El taxi frenó, la calle Tacna y la plaza Merino estaban a oscuras, pero la avenida Sánchez Cerro brillaba con los faros de una caravana de camiones que iban hacia el Puente Nuevo. Josefino bajó de un salto, la Selvática no se movió, comenzaron a forcejear y el arpista no se peleen, muchacho, amístense, y Josefino que vinieran, y el chofer también, el Mono estaba viejísimo, cumplía mil años. Pero el Bolas dio una orden al chofer y éste partió. Ahora también la avenida estaba a oscuras y los camiones eran unos guiños rojos y rugientes alejándose hacia el río. Josefino se puso a silbar entre dientes, tomó del hombro a la Selvática y ella no ofrecía ahora resistencia alguna y marchaba a su lado muy tranquila. Josefino abrió la puerta, la cerró tras ellos y, doblado en un sillón, la cabeza bajo una lamparilla de pie, estaba el Mono, roncando. Un humillo picante vagabundeaba por la habitación sobre botellas vacías, copas, puchos y restos de comida. Se habían rendido, ¿ésos eran los mangaches?, Josefino daba saltos, ¿los invencibles mangaches?, y una voz incoherente surgió en el cuarto vecino: José se había metido a su cama, lo mataba. El Mono se incorporó sacudiendo la cabeza, quién mierda se había rendido, y sonrió y le brillaron los ojos, pero Dios mío, y aflautó la voz, pero quién estaba aquí, y se levantó, pero cuánto tiempo, y avanzó dando traspiés, pero qué gustazo de verla, primita, apartando las sillas con las manos, las botellas del suelo con los pies, con las ganas que tenía de verla de nuevo, y Josefino ¿cumplo o no cumplo?, ¿su palabra valía o no valía tanto como la de un mangache? Los brazos abiertos, despeinado, una ancha sonrisa en la boca, el Mono avanzaba sinuosamente, tanto tiempo y, además, qué buena moza me he puesto, y por qué se retiraba, primita, tenía que felicitarlo, ¿no sabía que era su cumpleaños?

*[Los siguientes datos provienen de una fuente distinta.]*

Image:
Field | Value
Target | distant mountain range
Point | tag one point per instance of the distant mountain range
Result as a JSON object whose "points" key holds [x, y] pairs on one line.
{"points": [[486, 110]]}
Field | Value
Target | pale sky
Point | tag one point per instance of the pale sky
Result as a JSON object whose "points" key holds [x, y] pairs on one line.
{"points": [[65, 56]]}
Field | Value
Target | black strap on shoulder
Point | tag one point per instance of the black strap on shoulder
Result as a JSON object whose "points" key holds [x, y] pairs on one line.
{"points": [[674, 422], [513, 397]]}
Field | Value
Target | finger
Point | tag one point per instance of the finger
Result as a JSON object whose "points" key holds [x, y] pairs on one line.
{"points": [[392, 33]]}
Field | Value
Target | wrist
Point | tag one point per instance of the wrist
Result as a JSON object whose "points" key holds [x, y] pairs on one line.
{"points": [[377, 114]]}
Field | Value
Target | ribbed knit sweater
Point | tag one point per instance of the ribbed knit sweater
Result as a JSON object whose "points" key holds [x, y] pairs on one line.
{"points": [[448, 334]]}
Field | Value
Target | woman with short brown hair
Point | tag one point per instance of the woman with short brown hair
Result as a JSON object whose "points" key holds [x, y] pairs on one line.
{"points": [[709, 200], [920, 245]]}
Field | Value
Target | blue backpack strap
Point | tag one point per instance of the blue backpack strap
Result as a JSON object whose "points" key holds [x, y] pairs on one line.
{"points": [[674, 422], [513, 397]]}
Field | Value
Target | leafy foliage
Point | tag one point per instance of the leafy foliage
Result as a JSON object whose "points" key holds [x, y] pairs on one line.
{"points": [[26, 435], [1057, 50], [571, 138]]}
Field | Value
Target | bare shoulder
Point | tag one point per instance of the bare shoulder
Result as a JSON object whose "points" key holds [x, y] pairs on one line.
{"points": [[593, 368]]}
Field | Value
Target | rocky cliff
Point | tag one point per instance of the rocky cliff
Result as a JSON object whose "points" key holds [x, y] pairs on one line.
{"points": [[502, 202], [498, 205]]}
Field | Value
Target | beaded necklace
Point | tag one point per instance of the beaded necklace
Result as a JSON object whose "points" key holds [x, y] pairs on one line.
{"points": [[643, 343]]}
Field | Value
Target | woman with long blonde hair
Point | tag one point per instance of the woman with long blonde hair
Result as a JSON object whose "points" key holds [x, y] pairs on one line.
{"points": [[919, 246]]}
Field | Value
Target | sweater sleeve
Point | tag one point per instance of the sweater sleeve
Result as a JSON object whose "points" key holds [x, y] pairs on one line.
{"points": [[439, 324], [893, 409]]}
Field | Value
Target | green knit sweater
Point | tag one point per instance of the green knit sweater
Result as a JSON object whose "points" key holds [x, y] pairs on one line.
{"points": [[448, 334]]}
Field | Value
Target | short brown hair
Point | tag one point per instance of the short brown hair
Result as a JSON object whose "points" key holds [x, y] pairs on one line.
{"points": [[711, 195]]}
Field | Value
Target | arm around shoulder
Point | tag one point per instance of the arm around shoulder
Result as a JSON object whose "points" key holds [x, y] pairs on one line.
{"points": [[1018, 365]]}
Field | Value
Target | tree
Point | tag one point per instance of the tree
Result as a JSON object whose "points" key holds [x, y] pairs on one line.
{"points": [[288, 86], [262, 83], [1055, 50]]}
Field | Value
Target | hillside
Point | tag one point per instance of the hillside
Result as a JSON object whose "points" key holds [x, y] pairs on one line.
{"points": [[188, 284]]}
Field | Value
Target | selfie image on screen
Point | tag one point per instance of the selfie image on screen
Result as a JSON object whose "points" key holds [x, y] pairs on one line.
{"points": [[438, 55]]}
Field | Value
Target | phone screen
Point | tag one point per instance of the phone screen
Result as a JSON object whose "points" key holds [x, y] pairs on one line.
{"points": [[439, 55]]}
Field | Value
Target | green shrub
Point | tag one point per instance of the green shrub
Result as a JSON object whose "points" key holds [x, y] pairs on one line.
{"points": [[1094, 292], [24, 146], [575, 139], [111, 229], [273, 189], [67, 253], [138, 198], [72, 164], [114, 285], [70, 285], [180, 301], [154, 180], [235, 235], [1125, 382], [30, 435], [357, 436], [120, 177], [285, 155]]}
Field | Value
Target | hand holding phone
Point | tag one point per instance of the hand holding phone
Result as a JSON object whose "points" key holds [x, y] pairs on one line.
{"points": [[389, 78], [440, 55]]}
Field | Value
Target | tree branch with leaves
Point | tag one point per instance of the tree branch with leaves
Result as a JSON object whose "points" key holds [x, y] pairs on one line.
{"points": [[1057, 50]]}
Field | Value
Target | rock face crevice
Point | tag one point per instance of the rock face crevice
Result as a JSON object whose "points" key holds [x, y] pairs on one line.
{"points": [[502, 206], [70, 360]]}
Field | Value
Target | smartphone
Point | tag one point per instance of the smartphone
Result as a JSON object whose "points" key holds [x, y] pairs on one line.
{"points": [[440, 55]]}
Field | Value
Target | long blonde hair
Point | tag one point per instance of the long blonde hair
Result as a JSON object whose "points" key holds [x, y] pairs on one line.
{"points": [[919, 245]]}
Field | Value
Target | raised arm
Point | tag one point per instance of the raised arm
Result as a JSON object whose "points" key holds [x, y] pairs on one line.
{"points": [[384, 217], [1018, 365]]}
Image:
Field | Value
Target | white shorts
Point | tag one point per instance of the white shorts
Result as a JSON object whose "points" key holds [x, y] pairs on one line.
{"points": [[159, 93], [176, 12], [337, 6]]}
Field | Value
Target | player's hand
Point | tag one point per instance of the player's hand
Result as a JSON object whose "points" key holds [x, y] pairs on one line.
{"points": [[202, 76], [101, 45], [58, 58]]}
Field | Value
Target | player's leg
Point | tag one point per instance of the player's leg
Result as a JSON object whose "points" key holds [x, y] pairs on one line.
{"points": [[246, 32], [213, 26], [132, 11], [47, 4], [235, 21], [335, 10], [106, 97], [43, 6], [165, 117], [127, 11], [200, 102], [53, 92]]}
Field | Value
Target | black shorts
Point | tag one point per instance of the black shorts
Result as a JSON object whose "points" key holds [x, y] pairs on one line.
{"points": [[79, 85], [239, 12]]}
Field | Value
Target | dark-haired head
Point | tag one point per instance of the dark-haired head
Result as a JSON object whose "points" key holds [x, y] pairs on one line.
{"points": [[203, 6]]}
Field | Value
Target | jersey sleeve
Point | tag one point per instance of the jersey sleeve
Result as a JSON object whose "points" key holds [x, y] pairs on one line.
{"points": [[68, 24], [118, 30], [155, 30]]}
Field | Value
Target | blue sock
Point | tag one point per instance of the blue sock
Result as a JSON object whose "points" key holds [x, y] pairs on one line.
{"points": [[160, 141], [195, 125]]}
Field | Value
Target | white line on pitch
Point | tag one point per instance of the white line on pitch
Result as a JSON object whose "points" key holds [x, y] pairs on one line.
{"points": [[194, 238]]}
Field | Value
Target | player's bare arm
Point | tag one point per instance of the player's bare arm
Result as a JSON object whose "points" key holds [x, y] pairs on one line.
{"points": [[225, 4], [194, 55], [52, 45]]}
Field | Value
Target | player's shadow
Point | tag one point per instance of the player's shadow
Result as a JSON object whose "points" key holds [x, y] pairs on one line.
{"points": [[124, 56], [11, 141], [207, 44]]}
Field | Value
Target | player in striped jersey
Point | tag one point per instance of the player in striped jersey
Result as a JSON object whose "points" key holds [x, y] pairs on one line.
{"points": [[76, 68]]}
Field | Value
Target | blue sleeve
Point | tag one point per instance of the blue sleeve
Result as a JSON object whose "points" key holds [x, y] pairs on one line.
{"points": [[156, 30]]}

—Es cierto, cumple un millón de años —dijo Josefino—. Basta de respingos, Selvática, dale un abrazo.
Se dejó caer en un sillón, atrapó una botella y se la llevó a la boca, y bebió, y la cachetada resonó como un pedrusco en el agua, primita mala, Josefino se rió, el Mono se dejó cachetear otra vez, primita mala, y ahora la Selvática iba de un lado a otro, se quebraban copas, el Mono tras ella, resbalando y riendo, y en el cuarto vecino eran los inconquistables, no sabían trabajar, sólo chupar, y la voz de José iba y Josefino canturreaba también, enroscado bajo la lamparilla de pie, la botella se le escurría de la mano a poquitos. Ahora la Selvática y el Mono estaban quietos en un rincón, y ella lo cacheteaba siempre, primita mala, ya le dolía de veras, ¿por qué le pegaba?, y se reía, que lo besara más bien, y ella también se reía de las payasadas del Mono, y hasta el invisible José se reía, primita bonita.